Download Filebeat 5.1.1 version from Elastic site using the following link:
Upon opening the link, click on it and it will download the ZIP package.
Extract the downloaded ZIP package by unzipping it using WinRAR, 7-Zip, or other such software:
This will extract the files and folders in the directory.
Open Windows PowerShell as an administrator (install if not present).
Navigate to the directory where Filebeat is extracted and stored (such as
C:\Users\username\Desktop
) and run the following command in Windows PowerShell:.\install-service-filebeat.ps1
Note
If script execution is disabled on your system, you need to set the execution policy for the current session to allow the script to run. For example:
PowerShell.exe -ExecutionPolicy UnRestricted -File .\install-service-filebeat.ps1.
This will install Filebeat as a Windows service.
Along with Elastic Stack, there are a few more aspects needed taken care of. These are sensitive points such as security, monitoring, alerts, and so on. X-Pack includes five such features:
Security
Alerts
Monitoring
Graphs
Reporting
Security, alerts, and monitoring were already there with different names: Shield, Watcher, and Marvel, respectively. Now graphs and reporting are also part of the team, and this team is named X-Pack. Just like tools in Elastic Stack, these will also be developed, built, tested, and released together with the same version.

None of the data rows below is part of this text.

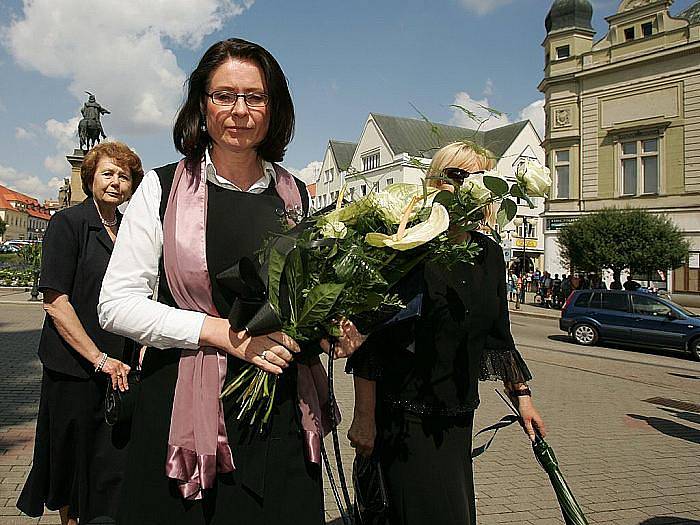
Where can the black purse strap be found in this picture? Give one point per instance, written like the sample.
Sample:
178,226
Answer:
343,509
505,421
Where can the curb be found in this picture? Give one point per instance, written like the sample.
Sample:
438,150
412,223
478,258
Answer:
532,314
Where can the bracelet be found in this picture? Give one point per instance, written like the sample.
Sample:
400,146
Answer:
103,360
521,393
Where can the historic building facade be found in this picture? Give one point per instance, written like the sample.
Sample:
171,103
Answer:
397,149
623,120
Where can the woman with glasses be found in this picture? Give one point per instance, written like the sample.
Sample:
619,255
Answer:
191,461
78,462
416,386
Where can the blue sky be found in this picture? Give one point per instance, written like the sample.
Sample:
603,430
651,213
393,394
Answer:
343,60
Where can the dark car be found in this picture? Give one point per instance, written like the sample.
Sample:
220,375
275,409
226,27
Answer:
638,318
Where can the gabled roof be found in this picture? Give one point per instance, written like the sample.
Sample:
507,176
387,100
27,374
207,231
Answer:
420,138
343,152
39,214
12,195
4,205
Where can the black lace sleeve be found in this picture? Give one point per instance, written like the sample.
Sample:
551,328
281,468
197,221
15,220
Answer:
501,360
365,362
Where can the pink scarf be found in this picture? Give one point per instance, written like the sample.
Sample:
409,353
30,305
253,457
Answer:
198,445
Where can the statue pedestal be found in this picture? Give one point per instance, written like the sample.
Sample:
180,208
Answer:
76,184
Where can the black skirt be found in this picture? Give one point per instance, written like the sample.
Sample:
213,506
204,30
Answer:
78,459
273,484
428,468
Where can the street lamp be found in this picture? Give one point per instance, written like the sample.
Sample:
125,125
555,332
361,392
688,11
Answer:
523,222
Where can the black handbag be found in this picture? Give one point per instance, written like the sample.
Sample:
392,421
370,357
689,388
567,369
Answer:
371,498
119,406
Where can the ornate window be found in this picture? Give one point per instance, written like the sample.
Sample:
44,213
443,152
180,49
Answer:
370,161
562,173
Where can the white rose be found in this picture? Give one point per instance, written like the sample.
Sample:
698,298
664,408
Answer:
334,230
475,188
535,178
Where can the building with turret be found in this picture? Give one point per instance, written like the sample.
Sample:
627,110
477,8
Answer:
623,120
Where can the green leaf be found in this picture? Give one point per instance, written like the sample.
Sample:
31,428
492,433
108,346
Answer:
496,184
274,277
319,303
510,209
517,191
294,273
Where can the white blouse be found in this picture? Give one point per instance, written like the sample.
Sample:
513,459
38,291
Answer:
127,306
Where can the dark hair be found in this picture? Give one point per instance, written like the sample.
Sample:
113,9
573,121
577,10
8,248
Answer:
188,134
122,155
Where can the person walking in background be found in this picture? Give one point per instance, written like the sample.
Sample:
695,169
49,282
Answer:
630,284
556,291
78,459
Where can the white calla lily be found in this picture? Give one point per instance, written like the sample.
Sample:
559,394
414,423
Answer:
409,238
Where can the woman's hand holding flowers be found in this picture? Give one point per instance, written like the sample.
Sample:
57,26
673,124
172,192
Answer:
119,373
271,353
350,340
530,418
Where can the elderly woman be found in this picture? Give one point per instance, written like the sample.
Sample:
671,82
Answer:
191,461
416,388
78,459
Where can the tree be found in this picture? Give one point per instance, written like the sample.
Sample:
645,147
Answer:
616,239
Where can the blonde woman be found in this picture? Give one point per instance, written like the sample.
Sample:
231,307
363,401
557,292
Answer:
416,389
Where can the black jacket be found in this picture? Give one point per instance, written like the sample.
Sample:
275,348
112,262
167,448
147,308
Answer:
462,336
76,251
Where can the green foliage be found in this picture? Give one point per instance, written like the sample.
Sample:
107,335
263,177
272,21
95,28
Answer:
616,239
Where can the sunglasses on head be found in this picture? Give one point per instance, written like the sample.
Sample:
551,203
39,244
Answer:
458,174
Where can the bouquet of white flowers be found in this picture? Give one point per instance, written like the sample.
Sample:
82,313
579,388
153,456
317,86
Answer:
343,263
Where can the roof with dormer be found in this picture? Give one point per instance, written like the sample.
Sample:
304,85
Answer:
420,138
343,152
565,14
692,13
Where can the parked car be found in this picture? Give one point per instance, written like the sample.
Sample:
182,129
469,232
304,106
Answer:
638,318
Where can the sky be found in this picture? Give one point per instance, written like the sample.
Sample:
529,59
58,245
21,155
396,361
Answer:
343,60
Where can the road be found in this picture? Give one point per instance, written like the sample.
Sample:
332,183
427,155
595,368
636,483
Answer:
625,426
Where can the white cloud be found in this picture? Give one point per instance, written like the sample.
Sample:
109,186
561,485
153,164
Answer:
482,7
23,134
29,184
535,114
310,173
64,133
478,113
57,164
117,50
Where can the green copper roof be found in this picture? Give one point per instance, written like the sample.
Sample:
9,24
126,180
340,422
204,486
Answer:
343,152
569,13
692,13
419,138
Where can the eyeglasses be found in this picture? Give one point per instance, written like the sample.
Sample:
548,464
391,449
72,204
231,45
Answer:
229,98
458,174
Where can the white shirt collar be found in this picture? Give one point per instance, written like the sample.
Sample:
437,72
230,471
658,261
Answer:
258,186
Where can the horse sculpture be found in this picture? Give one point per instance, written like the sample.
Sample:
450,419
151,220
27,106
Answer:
90,133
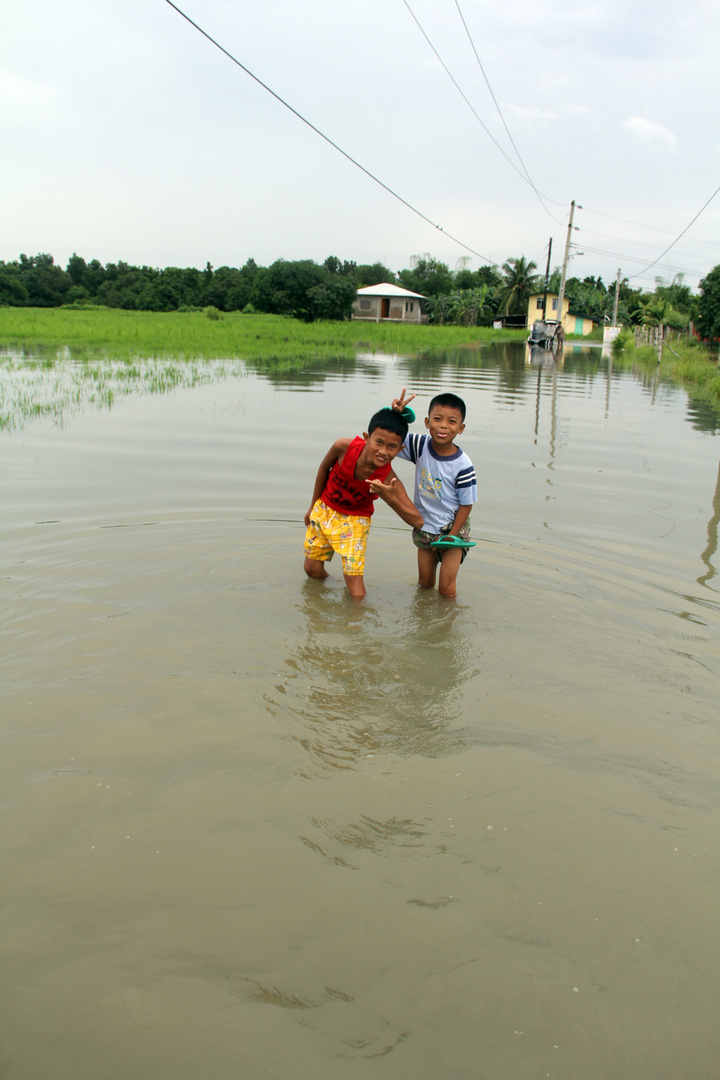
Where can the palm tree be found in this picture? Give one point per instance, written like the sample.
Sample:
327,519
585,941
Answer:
519,284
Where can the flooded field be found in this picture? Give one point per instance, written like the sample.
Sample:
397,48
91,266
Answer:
250,828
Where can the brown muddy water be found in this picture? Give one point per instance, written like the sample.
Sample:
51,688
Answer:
254,829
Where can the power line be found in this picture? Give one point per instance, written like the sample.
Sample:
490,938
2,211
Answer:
679,235
326,137
454,82
652,228
519,158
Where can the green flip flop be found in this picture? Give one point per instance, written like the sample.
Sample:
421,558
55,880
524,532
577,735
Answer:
453,541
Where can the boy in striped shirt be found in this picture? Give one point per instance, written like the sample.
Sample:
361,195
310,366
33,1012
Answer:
445,489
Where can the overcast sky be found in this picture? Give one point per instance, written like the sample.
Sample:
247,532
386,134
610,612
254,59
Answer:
126,135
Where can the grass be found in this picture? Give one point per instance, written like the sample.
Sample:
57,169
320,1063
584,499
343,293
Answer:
691,365
193,335
55,361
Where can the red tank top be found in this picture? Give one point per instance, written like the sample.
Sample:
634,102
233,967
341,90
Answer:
345,494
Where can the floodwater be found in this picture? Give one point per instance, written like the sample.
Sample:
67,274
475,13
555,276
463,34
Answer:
254,829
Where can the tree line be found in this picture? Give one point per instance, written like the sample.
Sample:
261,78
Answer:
310,291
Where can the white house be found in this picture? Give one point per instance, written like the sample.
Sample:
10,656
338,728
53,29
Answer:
379,302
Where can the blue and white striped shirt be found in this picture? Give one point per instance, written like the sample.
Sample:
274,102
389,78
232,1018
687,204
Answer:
442,484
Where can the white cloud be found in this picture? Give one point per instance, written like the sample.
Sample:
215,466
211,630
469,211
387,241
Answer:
22,98
649,132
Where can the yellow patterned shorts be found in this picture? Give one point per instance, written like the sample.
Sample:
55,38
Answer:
329,531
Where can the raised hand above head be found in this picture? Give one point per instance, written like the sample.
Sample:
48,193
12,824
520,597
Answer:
399,403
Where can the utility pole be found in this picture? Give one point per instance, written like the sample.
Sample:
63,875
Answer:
565,264
547,273
614,309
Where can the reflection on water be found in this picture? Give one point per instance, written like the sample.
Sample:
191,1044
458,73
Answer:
358,688
250,827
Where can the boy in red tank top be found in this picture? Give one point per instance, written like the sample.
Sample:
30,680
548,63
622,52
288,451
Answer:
353,474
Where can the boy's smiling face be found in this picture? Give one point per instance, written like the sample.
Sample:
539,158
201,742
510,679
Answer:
444,423
381,446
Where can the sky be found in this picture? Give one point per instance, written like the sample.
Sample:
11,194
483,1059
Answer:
127,135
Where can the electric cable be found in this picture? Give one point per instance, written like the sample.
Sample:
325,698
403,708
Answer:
454,82
327,138
679,237
497,105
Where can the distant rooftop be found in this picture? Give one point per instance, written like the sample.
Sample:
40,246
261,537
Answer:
386,289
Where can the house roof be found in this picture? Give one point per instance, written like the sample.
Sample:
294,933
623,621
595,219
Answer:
386,289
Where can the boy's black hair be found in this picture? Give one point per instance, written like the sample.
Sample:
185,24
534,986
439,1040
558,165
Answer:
389,420
450,401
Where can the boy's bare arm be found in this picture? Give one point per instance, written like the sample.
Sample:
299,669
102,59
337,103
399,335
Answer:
399,403
393,493
333,455
461,516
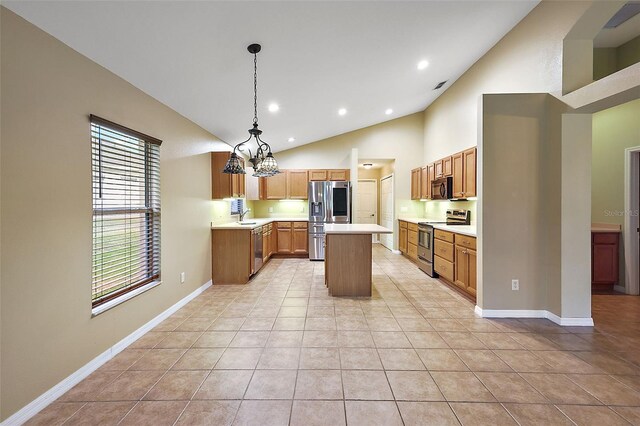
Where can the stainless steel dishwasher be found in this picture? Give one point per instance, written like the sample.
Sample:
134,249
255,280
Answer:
257,249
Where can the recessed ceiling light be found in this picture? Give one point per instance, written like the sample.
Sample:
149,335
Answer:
423,64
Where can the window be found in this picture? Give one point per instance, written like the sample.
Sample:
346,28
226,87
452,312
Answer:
126,212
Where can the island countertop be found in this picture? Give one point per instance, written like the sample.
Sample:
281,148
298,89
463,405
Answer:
355,228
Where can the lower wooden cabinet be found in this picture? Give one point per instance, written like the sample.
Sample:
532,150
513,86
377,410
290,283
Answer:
285,237
465,268
402,239
455,260
292,238
300,238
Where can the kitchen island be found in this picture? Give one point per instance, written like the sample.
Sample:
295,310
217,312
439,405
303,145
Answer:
348,258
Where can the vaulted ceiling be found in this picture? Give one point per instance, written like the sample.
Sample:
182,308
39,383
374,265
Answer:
317,57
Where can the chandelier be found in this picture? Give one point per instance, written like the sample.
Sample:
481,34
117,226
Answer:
263,163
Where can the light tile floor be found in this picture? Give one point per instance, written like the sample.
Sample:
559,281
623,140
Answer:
279,350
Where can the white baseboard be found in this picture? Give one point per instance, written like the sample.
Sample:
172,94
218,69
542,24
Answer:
41,402
620,288
524,313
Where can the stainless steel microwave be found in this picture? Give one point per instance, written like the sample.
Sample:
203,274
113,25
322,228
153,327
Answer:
442,189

This chapter is an introductory chapter for Elastic Stack and its components. We learned about how it progressed, what was changed, what was introduced, and how it became Elastic Stack from ELK stack. We got to know about a few of the case studies where these components helped organizations to meet their requirements.
Later in the chapter, we set up Elasticsearch, Logstash, and Kibana, along with Filebeat as a service. Finally, this chapter introduced X-Pack, which will be covered later in this book.
In the next chapter, we will learn about Elasticsearch in detail, APIs, QueryDSL, and so on.